There’s only one reason to believe that God created man in His image. It’s not because it makes sense that there’s a giant man in the sky. Really, there should be a big bird, that’s where birds live at least. No, it makes sense that God and man are similar because they were equally unkind to me. God gave me life for a man to use it. Even if I were much more enlightened and it was explained to me, I don’t think I’d ever understand why it had to go like this. I didn’t do anything in my life to be punished for. What else is God considering? Did I do something before birth? Couldn’t I have made it right? My chest is tight, every muscle is flexed, I’m on fire. I’m bouncing off the stainless steel, my head, my wing, my foot, the world a molten pool of colour and disoriented sensation. I hit the first blade and it cuts right through my chest. My ribs splinter and my heart comes out. It’s the closest my love will ever come to touching God. Still tumbling forward, my head hits the second blade. I can think of all the things it will cut through and list them off as it does so: my eye, my skull, and then my brain will be next and that’s the last thing, just waiting for it now.
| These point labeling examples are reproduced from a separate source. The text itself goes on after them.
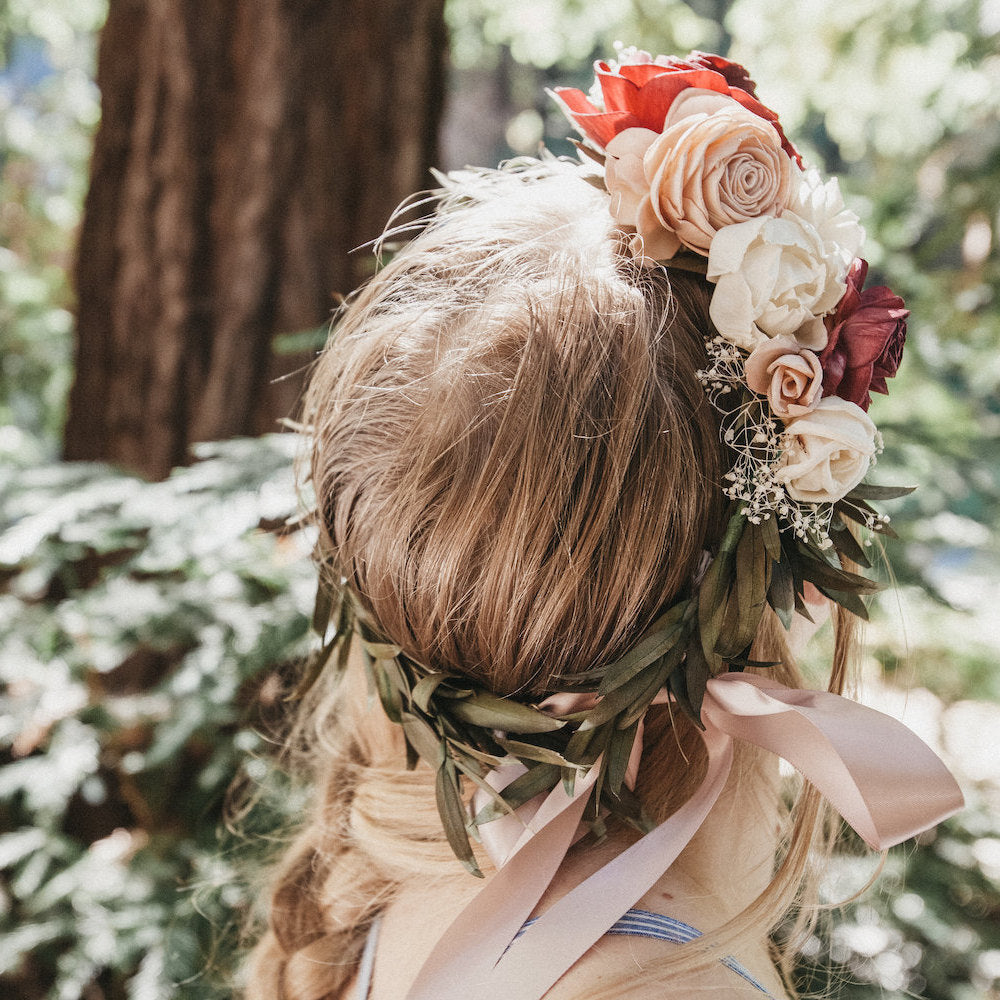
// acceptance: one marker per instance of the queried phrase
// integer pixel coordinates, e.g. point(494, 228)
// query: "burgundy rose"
point(866, 331)
point(639, 95)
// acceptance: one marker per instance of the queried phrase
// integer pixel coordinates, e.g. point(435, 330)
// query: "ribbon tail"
point(879, 775)
point(577, 921)
point(478, 937)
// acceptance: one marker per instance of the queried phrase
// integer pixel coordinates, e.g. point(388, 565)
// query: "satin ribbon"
point(885, 782)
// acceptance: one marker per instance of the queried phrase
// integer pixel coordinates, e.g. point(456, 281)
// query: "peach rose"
point(827, 452)
point(791, 378)
point(715, 165)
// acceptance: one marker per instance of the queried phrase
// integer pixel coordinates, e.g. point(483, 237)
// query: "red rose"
point(866, 331)
point(639, 95)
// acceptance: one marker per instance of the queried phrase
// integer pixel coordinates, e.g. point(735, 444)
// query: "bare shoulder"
point(635, 963)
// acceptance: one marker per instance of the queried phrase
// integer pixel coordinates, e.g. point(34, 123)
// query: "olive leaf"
point(869, 491)
point(846, 599)
point(657, 642)
point(616, 758)
point(423, 739)
point(716, 584)
point(425, 688)
point(530, 751)
point(491, 712)
point(449, 801)
point(781, 593)
point(845, 543)
point(522, 789)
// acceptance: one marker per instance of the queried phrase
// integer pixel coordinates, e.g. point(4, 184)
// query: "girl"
point(569, 515)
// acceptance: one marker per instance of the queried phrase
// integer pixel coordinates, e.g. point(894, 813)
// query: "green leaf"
point(822, 574)
point(781, 593)
point(869, 491)
point(661, 636)
point(528, 751)
point(449, 800)
point(845, 543)
point(772, 538)
point(386, 686)
point(617, 756)
point(428, 744)
point(425, 688)
point(490, 712)
point(522, 789)
point(846, 599)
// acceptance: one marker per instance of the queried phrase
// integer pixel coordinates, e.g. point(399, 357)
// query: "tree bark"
point(244, 150)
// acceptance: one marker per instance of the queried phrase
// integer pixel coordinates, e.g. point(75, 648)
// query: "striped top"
point(635, 923)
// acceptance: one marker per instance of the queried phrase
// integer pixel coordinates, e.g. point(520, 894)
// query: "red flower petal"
point(619, 93)
point(735, 74)
point(752, 104)
point(652, 102)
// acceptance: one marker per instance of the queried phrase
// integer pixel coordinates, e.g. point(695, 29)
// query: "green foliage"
point(143, 629)
point(48, 108)
point(930, 927)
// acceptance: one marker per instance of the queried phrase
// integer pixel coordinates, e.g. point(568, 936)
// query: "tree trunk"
point(244, 150)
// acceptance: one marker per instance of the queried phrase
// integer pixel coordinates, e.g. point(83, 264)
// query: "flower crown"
point(702, 177)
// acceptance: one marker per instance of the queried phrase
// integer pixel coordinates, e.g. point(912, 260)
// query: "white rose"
point(826, 452)
point(822, 206)
point(774, 278)
point(715, 165)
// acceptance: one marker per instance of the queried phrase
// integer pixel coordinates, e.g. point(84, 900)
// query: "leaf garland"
point(460, 728)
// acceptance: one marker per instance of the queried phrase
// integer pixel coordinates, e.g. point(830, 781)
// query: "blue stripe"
point(643, 923)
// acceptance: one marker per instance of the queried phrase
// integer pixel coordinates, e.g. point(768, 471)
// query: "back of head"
point(516, 465)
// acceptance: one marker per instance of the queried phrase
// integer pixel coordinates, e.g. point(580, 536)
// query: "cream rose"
point(774, 278)
point(791, 378)
point(715, 165)
point(826, 452)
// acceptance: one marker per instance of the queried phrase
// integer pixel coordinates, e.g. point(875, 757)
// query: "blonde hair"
point(515, 470)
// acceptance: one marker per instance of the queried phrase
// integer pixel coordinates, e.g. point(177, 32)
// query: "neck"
point(726, 866)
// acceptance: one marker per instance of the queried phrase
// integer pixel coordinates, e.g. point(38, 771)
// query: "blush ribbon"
point(885, 782)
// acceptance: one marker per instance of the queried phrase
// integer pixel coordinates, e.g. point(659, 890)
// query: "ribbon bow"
point(885, 782)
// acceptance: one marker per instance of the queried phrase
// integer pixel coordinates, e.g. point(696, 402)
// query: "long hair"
point(515, 470)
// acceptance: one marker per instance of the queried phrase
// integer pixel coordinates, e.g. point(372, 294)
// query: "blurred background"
point(181, 187)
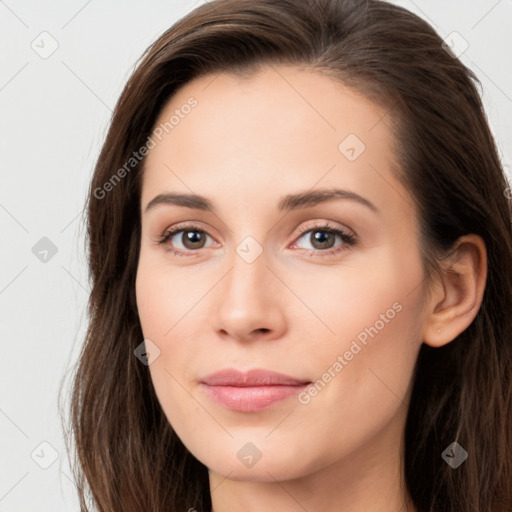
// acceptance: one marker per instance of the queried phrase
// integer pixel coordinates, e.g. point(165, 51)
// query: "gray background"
point(54, 115)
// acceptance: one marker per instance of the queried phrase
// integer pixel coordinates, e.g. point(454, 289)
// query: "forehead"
point(281, 127)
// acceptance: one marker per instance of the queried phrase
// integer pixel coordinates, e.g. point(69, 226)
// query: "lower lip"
point(250, 399)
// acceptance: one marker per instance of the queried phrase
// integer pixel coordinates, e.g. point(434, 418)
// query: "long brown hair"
point(127, 457)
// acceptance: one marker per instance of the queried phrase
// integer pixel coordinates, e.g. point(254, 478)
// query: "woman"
point(227, 365)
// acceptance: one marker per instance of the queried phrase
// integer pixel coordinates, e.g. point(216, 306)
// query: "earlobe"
point(461, 291)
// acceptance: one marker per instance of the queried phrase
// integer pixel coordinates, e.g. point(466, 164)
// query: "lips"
point(251, 391)
point(256, 377)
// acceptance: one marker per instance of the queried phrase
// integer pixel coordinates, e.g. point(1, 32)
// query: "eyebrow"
point(286, 203)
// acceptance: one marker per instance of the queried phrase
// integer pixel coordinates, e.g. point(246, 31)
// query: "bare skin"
point(295, 308)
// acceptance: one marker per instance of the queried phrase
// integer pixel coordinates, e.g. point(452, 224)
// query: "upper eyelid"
point(319, 224)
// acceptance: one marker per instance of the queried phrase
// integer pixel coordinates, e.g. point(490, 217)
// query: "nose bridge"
point(247, 302)
point(249, 270)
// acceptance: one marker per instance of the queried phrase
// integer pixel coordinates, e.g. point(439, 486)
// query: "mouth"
point(251, 391)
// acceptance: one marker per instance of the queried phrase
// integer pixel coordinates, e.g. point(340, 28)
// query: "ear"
point(459, 293)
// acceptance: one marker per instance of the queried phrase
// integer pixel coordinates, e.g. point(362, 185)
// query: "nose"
point(250, 302)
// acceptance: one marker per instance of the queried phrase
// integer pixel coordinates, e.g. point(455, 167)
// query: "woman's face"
point(261, 283)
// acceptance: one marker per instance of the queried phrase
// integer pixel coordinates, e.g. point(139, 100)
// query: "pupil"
point(322, 237)
point(193, 237)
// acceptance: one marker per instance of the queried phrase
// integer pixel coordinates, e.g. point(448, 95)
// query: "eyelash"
point(348, 239)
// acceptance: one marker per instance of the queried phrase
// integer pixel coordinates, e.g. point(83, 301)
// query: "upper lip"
point(255, 377)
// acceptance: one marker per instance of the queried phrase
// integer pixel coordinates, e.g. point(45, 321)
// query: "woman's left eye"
point(193, 238)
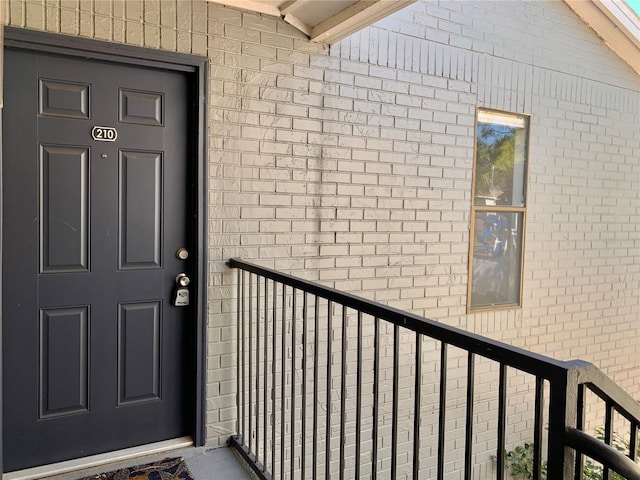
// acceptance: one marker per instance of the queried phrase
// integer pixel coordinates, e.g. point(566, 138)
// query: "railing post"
point(563, 413)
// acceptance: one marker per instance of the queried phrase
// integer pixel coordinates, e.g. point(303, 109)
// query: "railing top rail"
point(602, 453)
point(515, 357)
point(609, 391)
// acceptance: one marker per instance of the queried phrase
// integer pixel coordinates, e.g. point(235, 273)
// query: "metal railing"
point(331, 385)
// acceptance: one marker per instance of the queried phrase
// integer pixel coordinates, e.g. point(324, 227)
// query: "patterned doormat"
point(167, 469)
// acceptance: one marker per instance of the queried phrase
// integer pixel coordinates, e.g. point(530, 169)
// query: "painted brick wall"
point(352, 165)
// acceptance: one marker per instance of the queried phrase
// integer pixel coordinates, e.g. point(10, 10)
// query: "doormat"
point(167, 469)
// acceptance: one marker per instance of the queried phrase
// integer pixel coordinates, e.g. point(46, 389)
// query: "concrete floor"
point(219, 464)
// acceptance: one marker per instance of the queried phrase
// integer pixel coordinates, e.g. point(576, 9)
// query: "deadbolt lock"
point(181, 297)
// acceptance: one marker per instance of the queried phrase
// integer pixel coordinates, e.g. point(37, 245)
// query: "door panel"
point(95, 354)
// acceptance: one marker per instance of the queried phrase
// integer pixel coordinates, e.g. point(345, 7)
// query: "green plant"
point(594, 472)
point(519, 462)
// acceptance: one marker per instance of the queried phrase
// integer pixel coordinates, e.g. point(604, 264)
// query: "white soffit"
point(615, 23)
point(323, 21)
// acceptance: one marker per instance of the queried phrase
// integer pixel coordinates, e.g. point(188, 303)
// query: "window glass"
point(501, 152)
point(497, 251)
point(498, 210)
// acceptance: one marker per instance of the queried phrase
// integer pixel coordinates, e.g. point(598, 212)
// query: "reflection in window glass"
point(500, 159)
point(498, 210)
point(497, 250)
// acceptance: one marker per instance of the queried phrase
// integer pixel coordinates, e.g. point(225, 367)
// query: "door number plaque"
point(104, 134)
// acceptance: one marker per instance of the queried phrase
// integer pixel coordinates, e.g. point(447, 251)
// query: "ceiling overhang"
point(323, 21)
point(328, 21)
point(615, 23)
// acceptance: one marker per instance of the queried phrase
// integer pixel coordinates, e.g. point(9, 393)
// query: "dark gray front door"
point(95, 354)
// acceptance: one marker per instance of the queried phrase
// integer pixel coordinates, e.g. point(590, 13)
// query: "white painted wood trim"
point(98, 460)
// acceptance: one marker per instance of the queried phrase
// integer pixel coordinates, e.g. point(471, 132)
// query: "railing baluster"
point(239, 339)
point(327, 460)
point(303, 453)
point(416, 408)
point(257, 407)
point(359, 394)
point(580, 426)
point(537, 430)
point(502, 418)
point(292, 455)
point(468, 444)
point(394, 412)
point(250, 378)
point(243, 373)
point(283, 403)
point(442, 409)
point(343, 393)
point(608, 431)
point(274, 373)
point(376, 393)
point(316, 345)
point(266, 377)
point(633, 442)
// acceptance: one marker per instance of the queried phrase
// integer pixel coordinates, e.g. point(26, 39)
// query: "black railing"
point(331, 385)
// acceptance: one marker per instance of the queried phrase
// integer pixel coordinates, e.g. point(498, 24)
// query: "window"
point(498, 211)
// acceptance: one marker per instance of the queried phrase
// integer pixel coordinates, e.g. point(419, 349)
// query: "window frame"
point(518, 210)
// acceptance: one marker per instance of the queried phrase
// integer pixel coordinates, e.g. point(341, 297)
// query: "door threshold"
point(99, 460)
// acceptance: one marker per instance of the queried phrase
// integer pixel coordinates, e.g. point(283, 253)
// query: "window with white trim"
point(498, 211)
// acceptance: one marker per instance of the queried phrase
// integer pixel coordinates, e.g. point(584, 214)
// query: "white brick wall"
point(352, 165)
I am just waiting for it to happen now. I don’t know what to think. I’m sorry? I love you? I hate you?

Judges’ Comments

‘Narcissus Gazing Skyward’ is confronting in its depiction of the treatment of male and female battery chickens and their grotesque conditions. It is unrelenting and immediate in this depiction. Short, succinct sentences carry readers effortlessly to the inevitable conclusion. The final paragraph speculates on the nature of creation and links back to the introductory quotation from Genesis. A challenging, well-researched composition.